Por Carlos Alberto Ospina M.
Francisca Viveros Barradas, más conocida como Paquita la del Barrio, se queda corta con el epíteto de “Rata de dos patas” al momento de parodiar este roedor con las manos sucias y la falta de autonomía de varios congresistas.
Los electores no untados con la mermelada de la putrefacción ni manchados con las hojas de tamal que muchos tragaron a pesar de vender su voto al cacique de la región; arrastran décadas de decepción permanente a causa de la negligencia y el lamentable desempeño de la generalidad de licurgos; quienes adoptan posiciones de ventaja con arreglo al mejor postor y según el abanico de ofertas debajo de la mesa.
La rama del poder que aparentemente ejerce control político con respecto a la administración de Petro debería encarnar los intereses de los colombianos; no obstante, al presente observamos de qué manera carcome la confianza ciudadana a base de las solapadas mordidas, las obscenas negociaciones y el enriquecimiento ilícito. Dichas prácticas amorales son un patrón enquistado en el ADN del país.
Cuando un parlamentario designado para defender y garantizar la transparencia en el manejo de los recursos públicos traiciona a los seguidores, socava algo más que su reputación. El problema no es de menor cuantía, puesto que destruye la legitimidad de las instituciones democráticas, debilita el contrato social y propicia el impudor colectivo.
El truco bajo de ‘alcanzar distintos consensos’ busca disimular la actuación sombría y descarada de inventar sinfín de transacciones en provecho propio. En la actualidad, las alianzas entre parlamentarios y el gobierno no se celebran conforme a ideales compartidos ni para socorrer a los pobres. La artimaña consiste en favores directos, ganancias sustanciosas para empresas y personas cercanas; y maletas o sobres llenos de dinero que nunca aparecen en las respectivas declaraciones de renta acerca del sospechoso incremento del patrimonio de algunos.
¿Cuáles programas gubernamentales emergen de la mencionada letrina? Ese tipo de pacto desvirtúa la labor reglamentaria, compromete la integridad del Plan Nacional de Desarrollo, otorga cargos a los incompetentes, aumenta las redes clientelistas, debilita las capacidades del Estado y perpetúa la descomposición social. En consecuencia, la administración pública se convierte en un botín al servicio de los diferentes clanes mafiosos.
Un sistema que inclina la balanza en beneficio de unos cuantos corroe la función legal en proporción a las coimas que avalan el tráfico de influencias, la entrega de licitaciones o proyectos de infraestructura que en la mayoría de ocasiones llevan a carreteras mal construidas, hospitales inconclusos, escuelas cubiertas con paja, infinidad de elefantes blancos, cohecho y peculado por apropiación. A ciertos legisladores poco les importa el costo en vidas humanas y el descrédito de las instituciones.
Cada desfalco se traduce en un peso menos para arreglar los colegios, avanzar en el tratamiento de enfermos en fase terminal o conectar regiones olvidadas. El dinero malversado describe las oportunidades desperdiciadas con el fin de superar las inequidades y aliviar las condiciones adversas de millones de personas.

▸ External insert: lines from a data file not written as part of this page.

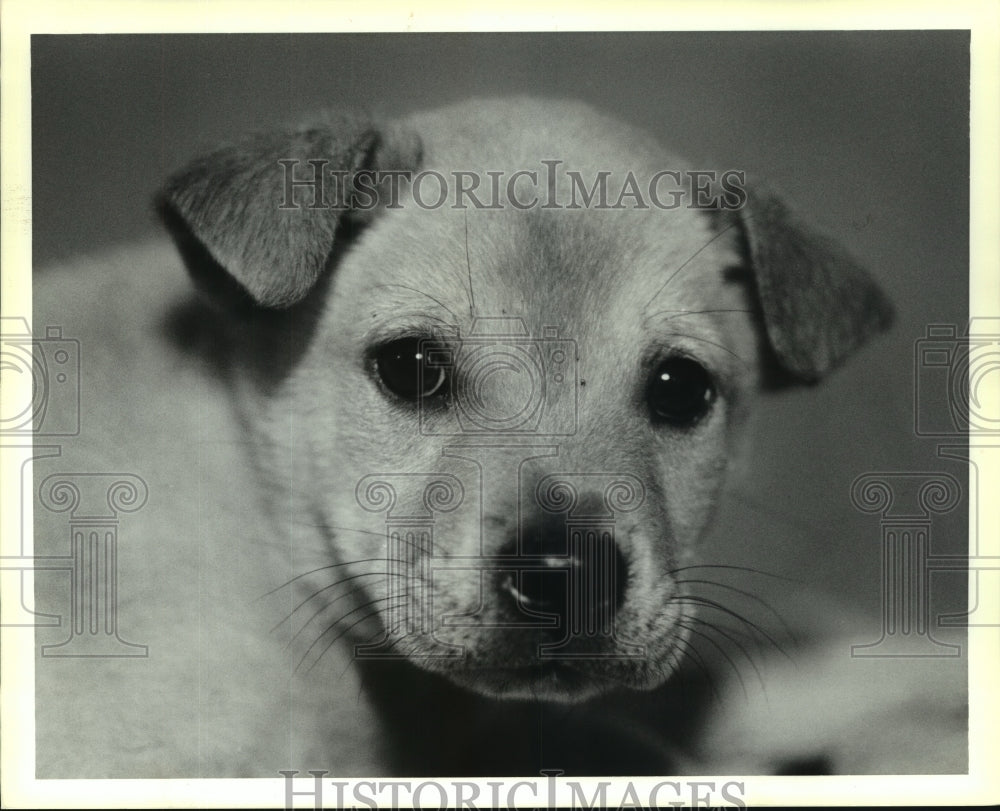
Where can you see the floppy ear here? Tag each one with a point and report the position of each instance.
(818, 304)
(244, 231)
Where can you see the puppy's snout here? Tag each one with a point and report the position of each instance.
(574, 572)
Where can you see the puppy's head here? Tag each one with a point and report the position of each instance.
(504, 414)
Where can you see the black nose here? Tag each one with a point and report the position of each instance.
(574, 571)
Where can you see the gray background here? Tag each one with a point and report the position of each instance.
(867, 132)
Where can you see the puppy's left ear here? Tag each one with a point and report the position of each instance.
(818, 304)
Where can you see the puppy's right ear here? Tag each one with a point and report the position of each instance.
(244, 232)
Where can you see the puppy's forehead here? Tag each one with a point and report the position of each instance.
(559, 258)
(550, 267)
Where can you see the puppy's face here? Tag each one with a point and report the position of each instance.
(508, 426)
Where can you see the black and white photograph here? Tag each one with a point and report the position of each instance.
(415, 415)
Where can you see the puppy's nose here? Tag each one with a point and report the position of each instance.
(577, 573)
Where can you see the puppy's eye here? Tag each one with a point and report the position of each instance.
(402, 365)
(680, 392)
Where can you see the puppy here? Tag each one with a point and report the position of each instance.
(425, 477)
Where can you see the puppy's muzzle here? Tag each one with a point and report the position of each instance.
(577, 575)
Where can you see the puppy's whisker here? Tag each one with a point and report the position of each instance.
(287, 583)
(367, 616)
(335, 623)
(732, 640)
(686, 263)
(437, 301)
(322, 609)
(320, 591)
(750, 595)
(682, 646)
(733, 567)
(368, 532)
(726, 349)
(722, 652)
(692, 599)
(679, 313)
(468, 269)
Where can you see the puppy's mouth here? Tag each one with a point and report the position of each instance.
(545, 681)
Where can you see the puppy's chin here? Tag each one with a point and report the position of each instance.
(551, 681)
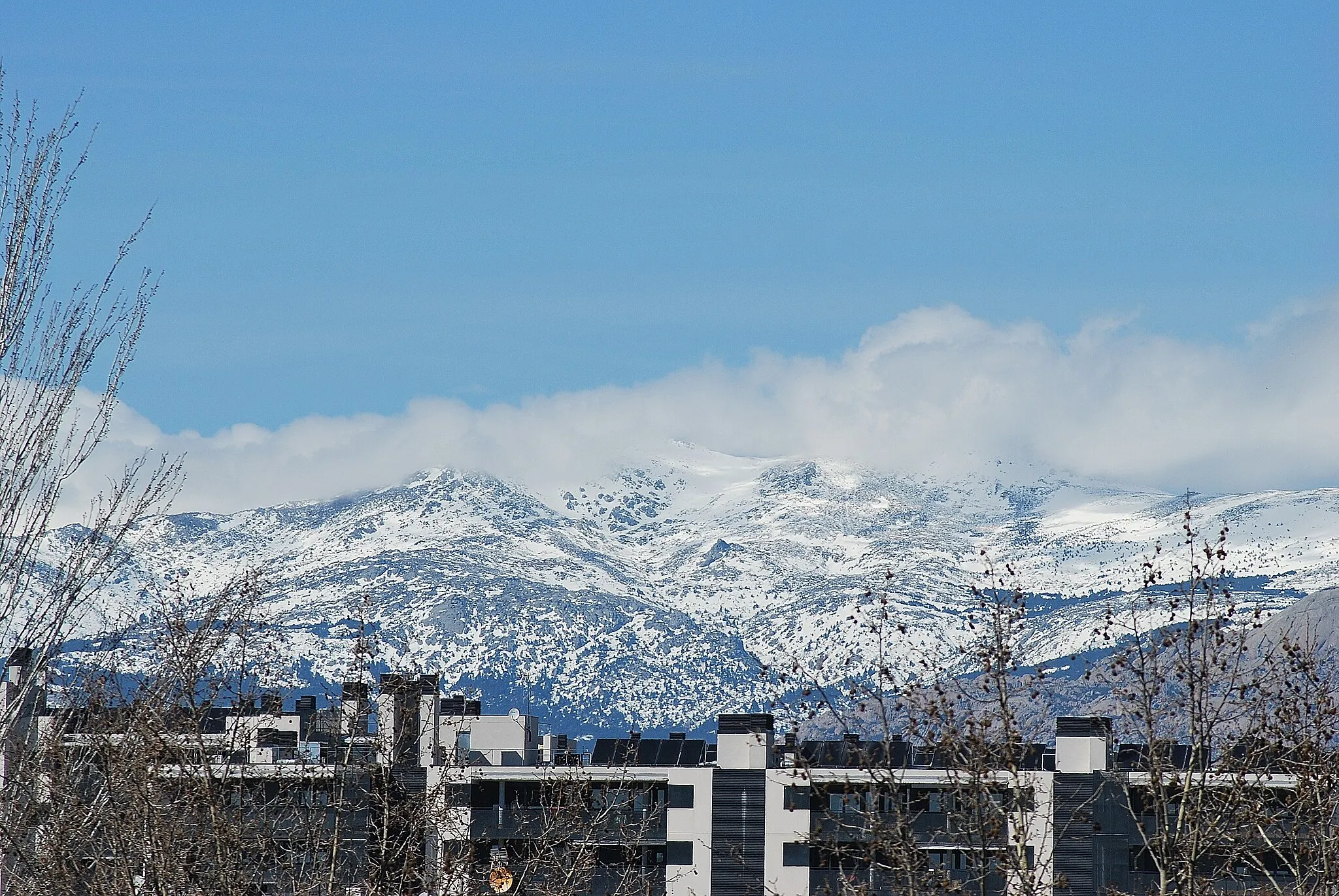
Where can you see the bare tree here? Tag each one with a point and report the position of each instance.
(50, 348)
(941, 796)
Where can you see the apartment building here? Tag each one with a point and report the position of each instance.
(435, 795)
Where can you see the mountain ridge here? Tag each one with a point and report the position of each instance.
(656, 596)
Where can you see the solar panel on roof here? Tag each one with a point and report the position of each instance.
(670, 753)
(692, 752)
(647, 752)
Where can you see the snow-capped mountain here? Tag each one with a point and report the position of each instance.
(656, 595)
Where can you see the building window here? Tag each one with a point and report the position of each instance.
(681, 796)
(679, 852)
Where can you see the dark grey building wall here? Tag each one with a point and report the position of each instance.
(737, 832)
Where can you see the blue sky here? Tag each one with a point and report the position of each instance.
(360, 204)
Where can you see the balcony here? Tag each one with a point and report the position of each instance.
(620, 825)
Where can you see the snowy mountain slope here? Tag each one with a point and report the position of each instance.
(653, 596)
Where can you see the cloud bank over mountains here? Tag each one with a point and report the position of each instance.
(935, 390)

En esencia, los congresistas deshonestos y podridos atentan contra al bienestar común.
La táctica de lo invisible, la contratación inflada, el desvío de fondos públicos, la entrega de información privilegiada, las ‘improvisadas coaliciones’; y los convenios nunca revelados, pero siempre sospechados, hacen que las ideologías pasen a un segundo plano en razón a que todo se reduce a un juego de dividendos particulares. En ese contexto, los senadores y los representantes a la Cámara dejan de interpretar las necesidades de la gente para volverse operadores políticos que responden al sistema de corrupción, lo que pone a la vista el desprecio absoluto por el futuro de la nación. ‘Al que le caiga el guante que se lo chante’, ¡Ratas de alcantarilla!